Amérique du Nord · Amérique centrale

Mexique

La résidence sérieuse la moins chère des Amériques et la seule voisine des États-Unis : pas d'impôt sur la fortune, pas de droits de succession, pas d'impôt de sortie, et des seuils fixés en pesos par rapport à un indice qui progresse plus lentement que le salaire minimum.

Dernière vérification juillet 2026157 destinations sans visa

Questions fréquentes

Quel revenu ou quelle épargne faut-il pour la résidence temporaire mexicaine en 2026 ?

En 2026, les seuils de solvabilité économique se calculent sur l'UMA, fixée à MXN 117,31 par jour. Cela résulte d'une instruction du Diario Oficial de la Federación du 25 juillet 2025 imposant d'utiliser l'UMA plutôt que le salaire minimum général. La résidence temporaire exige l'une de deux conditions : soit 680 fois l'UMA, soit MXN 79 770,80 de revenu mensuel, environ USD 4 400, justifiés sur six à douze mois ; soit 11 460 fois l'UMA, soit MXN 1 344 372,60 d'épargne ou de placements, environ USD 74 000, détenus sans interruption pendant douze mois. Revenus et épargne ne se combinent pas : il faut qualifier sous l'un ou sous l'autre. Le passage à l'UMA a en réalité joué en faveur des candidats : le salaire minimum a augmenté de 13 % pour 2026, tandis que l'UMA n'a progressé que de 3,69 %. Sur l'ancienne base, le seuil de revenu se serait situé plus près de USD 5 100.

Peut-on encore obtenir immédiatement la résidence permanente mexicaine si l'on a les moyens ?

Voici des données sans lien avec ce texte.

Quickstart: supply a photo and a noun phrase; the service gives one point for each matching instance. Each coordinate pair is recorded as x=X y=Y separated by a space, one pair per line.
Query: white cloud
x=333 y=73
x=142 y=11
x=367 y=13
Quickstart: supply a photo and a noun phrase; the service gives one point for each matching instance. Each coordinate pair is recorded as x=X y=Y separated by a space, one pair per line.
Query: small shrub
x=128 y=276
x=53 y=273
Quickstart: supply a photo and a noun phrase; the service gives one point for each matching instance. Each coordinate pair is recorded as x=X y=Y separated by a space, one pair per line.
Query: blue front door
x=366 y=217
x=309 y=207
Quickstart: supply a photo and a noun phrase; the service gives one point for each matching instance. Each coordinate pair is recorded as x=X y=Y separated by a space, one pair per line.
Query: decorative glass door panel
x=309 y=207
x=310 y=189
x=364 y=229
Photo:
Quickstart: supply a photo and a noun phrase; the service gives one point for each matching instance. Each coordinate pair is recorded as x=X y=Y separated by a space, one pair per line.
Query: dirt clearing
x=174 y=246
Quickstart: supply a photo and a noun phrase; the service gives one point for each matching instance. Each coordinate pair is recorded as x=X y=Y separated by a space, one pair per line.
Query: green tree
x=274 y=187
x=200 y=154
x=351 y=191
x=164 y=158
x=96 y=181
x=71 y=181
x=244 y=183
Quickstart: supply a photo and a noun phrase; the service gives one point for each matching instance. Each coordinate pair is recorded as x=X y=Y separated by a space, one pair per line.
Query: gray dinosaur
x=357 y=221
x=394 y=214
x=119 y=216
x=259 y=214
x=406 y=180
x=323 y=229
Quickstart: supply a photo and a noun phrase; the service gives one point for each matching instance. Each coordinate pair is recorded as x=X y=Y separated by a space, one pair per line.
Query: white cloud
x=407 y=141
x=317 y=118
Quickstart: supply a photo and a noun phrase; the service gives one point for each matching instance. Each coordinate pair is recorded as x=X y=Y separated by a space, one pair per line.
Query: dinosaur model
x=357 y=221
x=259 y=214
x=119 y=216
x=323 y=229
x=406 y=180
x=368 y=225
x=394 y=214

En général, non. C'est le changement récent le plus lourd de conséquences, et il manque encore dans la plupart des documents de conseil. Selon les lignes directrices appliquées depuis juillet 2025, seuls les retraités et pensionnés véritables peuvent obtenir la résidence permanente directement depuis l'étranger sur des motifs de solvabilité économique. Les consulats exigent désormais de documenter une retraite effective, même si vous dépassez les seuils (1 140 × UMA = MXN 133 733,40 par mois, ou 45 850 × UMA = MXN 5 378 663,50 d'épargne pour 2026). Un candidat en âge de travailler doit d'abord accomplir quatre ans de résidence temporaire. Une personne de 48 ans qui aurait obtenu la résidence permanente en un seul rendez-vous en 2024 fait donc face à quatre ans de résidence temporaire, quatre renouvellements et quatre séries de frais.

Dois-je réellement vivre au Mexique pour conserver la carte de résident ?

Non. Aucune durée de séjour minimale n'est exigée pour détenir la carte temporaire ou permanente, même s'il faut revenir au Mexique pour renouveler une carte temporaire. La carte permanente n'expire jamais. Mais surveillez une ligne distincte et lourde de conséquences : passer 183 jours au cours d'une année civile au Mexique, ou y avoir son centre d'intérêts vitaux, fait de vous un résident fiscal mexicain sur le revenu mondial, à des taux allant jusqu'à 35 %. Beaucoup d'acquéreurs de cette résidence ne le souhaitent pas et ne le vérifient pas. La structure qui fonctionne est la résidence sans résidence fiscale : elle suppose un décompte de jours discipliné et un centre d'intérêts vitaux défendable ailleurs.

Détenir une carte de résident mexicaine fait-il de moi un résident fiscal mexicain ?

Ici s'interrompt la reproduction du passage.